Resume Parser using hybrid approach to enhance the efficiency of
Automated Recruitment Processes
- Nirmiti Bhoir,
- Mrunmayee Jakate,
- Snehal Lavangare,
- Aarushi Das,
- Sujata Kolhe
Abstract
This study provides a novel resume parsing solution using a hybrid Spacy
Transformer BERT and Spacy NLP methodology. The main goal is to create a
resume parser that can efficiently extract pertinent data from
unstructured resumes that do not adhere to a predetermined resume
structure and may contain information presented in a non-standardized
manner. We also intend to investigate the usage of video resumes as a
fresh source of candidate data and put forth a cutting-edge method for
video resume parsing that combines visual and audio processing methods.
We employed a hybrid methodology of Spacy Transformer BERT and Spacy NLP
to accomplish these goals. A pre-trained deep learning model called
Spacy Transformer BERT captures the text's semantic meaning, and Spacy
NLP employs natural language processing to glean pertinent information
from it.
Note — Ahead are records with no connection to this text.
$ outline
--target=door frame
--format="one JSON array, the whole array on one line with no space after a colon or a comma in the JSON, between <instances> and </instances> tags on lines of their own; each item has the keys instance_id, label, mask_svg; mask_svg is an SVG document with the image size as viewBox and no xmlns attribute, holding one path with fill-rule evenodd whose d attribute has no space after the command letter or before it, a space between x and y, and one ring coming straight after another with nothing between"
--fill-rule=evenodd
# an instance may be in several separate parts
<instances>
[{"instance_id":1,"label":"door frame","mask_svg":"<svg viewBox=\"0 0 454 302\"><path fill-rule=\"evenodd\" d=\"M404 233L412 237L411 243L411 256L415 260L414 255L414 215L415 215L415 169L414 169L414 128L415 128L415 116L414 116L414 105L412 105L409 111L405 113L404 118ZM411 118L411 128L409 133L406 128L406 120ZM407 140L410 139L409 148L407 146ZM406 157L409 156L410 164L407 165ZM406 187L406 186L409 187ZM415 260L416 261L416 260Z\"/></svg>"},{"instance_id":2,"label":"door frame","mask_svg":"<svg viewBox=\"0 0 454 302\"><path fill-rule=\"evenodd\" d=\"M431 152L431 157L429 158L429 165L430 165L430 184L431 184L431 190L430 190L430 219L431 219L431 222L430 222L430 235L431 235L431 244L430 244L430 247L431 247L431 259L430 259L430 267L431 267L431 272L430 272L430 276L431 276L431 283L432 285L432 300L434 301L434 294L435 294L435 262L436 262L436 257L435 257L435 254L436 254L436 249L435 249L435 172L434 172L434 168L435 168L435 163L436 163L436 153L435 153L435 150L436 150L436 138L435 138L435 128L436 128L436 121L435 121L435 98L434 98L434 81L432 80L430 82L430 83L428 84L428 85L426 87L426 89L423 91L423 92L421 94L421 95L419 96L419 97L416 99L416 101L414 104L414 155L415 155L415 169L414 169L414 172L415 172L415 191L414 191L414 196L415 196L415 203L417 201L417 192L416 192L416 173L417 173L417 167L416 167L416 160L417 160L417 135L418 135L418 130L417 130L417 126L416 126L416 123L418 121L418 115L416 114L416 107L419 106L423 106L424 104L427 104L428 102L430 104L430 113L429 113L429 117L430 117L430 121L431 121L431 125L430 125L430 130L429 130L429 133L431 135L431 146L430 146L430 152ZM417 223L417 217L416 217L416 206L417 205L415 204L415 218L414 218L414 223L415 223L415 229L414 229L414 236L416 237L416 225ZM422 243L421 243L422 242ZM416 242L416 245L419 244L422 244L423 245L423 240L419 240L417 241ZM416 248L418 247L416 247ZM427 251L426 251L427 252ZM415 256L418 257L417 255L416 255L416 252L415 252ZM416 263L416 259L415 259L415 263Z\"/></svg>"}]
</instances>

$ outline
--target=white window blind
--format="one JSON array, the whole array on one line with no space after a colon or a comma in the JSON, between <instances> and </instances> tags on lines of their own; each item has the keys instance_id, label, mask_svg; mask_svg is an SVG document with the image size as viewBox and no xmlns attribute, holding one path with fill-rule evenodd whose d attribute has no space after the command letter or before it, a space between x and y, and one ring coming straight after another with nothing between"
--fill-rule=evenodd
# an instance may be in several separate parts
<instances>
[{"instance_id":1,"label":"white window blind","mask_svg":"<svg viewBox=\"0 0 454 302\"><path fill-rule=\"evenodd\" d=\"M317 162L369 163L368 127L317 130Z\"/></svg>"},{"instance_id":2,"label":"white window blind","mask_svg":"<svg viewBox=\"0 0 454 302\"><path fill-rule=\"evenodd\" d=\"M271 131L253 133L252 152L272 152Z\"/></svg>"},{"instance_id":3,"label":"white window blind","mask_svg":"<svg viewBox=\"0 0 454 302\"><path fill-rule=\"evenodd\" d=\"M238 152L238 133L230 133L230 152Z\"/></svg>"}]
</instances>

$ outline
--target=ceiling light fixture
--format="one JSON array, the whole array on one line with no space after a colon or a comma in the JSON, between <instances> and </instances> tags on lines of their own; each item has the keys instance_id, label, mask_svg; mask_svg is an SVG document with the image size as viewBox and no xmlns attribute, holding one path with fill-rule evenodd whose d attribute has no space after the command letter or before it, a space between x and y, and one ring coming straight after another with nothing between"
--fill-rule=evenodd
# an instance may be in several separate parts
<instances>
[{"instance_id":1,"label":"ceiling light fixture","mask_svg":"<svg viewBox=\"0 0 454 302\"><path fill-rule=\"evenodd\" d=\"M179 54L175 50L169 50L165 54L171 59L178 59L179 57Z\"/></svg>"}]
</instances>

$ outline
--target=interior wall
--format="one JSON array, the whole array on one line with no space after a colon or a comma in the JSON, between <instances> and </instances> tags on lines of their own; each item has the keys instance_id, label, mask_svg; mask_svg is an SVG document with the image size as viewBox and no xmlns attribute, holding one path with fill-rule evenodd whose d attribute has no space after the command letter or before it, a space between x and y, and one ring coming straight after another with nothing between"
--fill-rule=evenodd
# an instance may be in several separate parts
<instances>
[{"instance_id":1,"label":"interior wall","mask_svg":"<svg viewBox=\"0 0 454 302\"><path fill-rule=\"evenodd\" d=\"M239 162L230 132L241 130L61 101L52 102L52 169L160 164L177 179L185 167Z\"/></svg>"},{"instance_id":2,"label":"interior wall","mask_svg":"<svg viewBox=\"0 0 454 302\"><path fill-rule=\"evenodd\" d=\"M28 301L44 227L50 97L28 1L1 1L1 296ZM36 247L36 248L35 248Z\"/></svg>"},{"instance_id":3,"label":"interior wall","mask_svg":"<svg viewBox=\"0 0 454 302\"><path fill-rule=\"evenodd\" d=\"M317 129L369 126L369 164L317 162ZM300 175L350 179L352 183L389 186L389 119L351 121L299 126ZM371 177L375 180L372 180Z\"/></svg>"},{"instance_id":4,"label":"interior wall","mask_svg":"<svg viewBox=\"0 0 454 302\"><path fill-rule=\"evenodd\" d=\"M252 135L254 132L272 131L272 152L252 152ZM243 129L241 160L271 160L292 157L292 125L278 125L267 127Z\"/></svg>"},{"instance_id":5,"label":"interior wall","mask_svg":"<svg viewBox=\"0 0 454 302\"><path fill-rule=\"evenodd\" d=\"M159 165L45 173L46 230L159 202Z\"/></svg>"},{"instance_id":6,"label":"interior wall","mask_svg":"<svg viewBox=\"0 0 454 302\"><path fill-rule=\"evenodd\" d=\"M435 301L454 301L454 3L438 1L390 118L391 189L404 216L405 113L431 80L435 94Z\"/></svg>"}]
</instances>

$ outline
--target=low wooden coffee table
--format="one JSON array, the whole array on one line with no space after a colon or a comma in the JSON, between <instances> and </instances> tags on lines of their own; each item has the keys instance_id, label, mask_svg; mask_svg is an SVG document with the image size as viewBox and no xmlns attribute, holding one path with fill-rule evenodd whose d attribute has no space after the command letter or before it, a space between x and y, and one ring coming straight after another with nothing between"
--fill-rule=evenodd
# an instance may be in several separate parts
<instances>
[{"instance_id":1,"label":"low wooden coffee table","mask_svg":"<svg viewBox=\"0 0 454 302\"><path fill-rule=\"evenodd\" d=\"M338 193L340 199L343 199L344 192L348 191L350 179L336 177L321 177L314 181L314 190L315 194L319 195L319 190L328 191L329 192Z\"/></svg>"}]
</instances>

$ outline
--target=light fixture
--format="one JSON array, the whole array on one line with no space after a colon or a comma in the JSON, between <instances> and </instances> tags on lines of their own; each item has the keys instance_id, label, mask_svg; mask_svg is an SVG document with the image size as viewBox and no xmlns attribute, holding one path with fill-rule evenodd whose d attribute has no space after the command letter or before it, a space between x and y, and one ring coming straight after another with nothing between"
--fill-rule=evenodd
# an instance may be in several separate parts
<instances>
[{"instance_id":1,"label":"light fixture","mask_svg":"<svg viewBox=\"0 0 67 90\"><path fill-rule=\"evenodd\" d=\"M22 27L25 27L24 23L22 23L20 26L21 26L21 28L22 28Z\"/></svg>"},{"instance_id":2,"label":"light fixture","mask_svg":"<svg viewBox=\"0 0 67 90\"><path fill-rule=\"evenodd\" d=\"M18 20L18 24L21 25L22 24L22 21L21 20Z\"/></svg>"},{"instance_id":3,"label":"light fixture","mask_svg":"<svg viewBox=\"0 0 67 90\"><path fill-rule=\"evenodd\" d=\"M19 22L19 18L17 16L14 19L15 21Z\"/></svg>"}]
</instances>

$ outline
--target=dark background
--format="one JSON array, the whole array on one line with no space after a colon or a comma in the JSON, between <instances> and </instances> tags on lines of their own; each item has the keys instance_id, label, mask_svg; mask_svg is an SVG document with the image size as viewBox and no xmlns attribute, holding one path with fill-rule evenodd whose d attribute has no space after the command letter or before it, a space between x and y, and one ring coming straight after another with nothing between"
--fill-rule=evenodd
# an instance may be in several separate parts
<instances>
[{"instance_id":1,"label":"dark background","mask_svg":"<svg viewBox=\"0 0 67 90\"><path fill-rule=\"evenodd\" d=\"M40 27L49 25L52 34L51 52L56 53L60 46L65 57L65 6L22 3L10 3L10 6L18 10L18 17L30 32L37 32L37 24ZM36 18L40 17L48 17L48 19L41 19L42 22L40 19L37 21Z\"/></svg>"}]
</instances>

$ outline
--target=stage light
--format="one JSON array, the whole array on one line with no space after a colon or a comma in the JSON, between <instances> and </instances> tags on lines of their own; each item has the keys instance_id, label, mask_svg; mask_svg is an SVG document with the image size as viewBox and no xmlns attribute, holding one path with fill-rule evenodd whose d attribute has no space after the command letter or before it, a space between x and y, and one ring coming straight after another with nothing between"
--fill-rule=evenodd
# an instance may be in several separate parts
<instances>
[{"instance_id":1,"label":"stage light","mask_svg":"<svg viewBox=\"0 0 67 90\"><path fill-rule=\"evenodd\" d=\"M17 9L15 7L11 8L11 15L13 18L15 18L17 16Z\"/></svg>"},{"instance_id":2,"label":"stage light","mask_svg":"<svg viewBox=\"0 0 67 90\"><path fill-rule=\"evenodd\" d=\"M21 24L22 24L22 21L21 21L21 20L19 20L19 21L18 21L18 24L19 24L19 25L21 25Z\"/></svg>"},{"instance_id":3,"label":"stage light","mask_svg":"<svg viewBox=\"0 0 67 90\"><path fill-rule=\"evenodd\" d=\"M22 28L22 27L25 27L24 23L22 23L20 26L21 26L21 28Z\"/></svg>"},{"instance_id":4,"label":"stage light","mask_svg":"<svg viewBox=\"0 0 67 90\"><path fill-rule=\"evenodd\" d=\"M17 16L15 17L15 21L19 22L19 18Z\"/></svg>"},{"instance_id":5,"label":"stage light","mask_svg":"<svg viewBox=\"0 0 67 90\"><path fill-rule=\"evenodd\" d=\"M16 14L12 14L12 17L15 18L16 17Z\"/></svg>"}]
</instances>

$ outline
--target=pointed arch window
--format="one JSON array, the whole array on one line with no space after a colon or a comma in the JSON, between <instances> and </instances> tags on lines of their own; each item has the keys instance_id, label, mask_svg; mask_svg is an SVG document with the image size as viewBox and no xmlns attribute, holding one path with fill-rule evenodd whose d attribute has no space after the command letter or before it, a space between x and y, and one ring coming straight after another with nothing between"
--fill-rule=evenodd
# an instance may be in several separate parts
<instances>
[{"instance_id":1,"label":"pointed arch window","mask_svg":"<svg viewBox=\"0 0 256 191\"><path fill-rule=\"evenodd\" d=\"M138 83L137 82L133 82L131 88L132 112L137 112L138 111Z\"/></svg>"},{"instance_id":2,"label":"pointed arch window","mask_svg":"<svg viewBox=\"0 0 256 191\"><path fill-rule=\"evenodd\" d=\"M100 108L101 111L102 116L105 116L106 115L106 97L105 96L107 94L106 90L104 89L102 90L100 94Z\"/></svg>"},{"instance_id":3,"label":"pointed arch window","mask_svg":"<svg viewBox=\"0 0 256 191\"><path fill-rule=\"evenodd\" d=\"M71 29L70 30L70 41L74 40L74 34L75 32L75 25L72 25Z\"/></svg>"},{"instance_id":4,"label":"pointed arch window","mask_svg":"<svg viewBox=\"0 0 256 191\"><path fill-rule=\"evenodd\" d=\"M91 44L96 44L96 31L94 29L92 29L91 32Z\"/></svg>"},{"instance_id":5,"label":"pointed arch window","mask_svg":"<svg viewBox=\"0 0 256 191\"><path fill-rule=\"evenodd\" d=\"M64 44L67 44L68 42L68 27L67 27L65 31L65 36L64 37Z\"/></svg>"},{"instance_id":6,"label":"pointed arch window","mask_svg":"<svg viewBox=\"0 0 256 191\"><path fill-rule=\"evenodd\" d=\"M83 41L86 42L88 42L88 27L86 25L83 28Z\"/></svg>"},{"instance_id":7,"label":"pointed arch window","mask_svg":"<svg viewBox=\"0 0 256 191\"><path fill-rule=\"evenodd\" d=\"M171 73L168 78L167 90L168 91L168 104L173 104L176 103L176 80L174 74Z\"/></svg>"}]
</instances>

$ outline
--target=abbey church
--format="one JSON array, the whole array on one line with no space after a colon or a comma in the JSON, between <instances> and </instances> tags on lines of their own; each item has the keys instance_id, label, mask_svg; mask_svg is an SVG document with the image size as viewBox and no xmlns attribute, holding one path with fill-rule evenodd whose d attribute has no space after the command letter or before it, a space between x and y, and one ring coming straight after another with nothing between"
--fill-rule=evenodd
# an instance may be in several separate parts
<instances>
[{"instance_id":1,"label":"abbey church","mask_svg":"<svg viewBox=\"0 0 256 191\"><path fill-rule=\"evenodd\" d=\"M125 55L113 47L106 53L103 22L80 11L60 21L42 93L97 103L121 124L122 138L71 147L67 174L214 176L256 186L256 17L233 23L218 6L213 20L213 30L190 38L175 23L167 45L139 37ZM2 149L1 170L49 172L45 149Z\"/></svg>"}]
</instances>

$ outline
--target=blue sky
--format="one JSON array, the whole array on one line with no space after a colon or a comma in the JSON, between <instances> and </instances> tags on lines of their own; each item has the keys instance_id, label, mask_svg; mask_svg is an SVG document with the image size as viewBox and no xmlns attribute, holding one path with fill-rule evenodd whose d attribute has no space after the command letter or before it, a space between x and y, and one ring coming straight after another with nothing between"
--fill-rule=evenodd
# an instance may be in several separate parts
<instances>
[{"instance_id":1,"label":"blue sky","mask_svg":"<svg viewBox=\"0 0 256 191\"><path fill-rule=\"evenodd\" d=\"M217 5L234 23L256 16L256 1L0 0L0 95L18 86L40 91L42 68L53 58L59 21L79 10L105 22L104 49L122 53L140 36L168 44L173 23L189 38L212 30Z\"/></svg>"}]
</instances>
Our method combines the strengths of the two models for high
accuracy and efficiency in collecting pertinent information from
resumes. Using a dataset of resumes, we ran experiments to gauge how
well our suggested system performed. The outcomes demonstrate that our
system was highly accurate in retrieving pertinent data, including
candidate names, contact information, qualifications, work experience,
and other pertinent characteristics.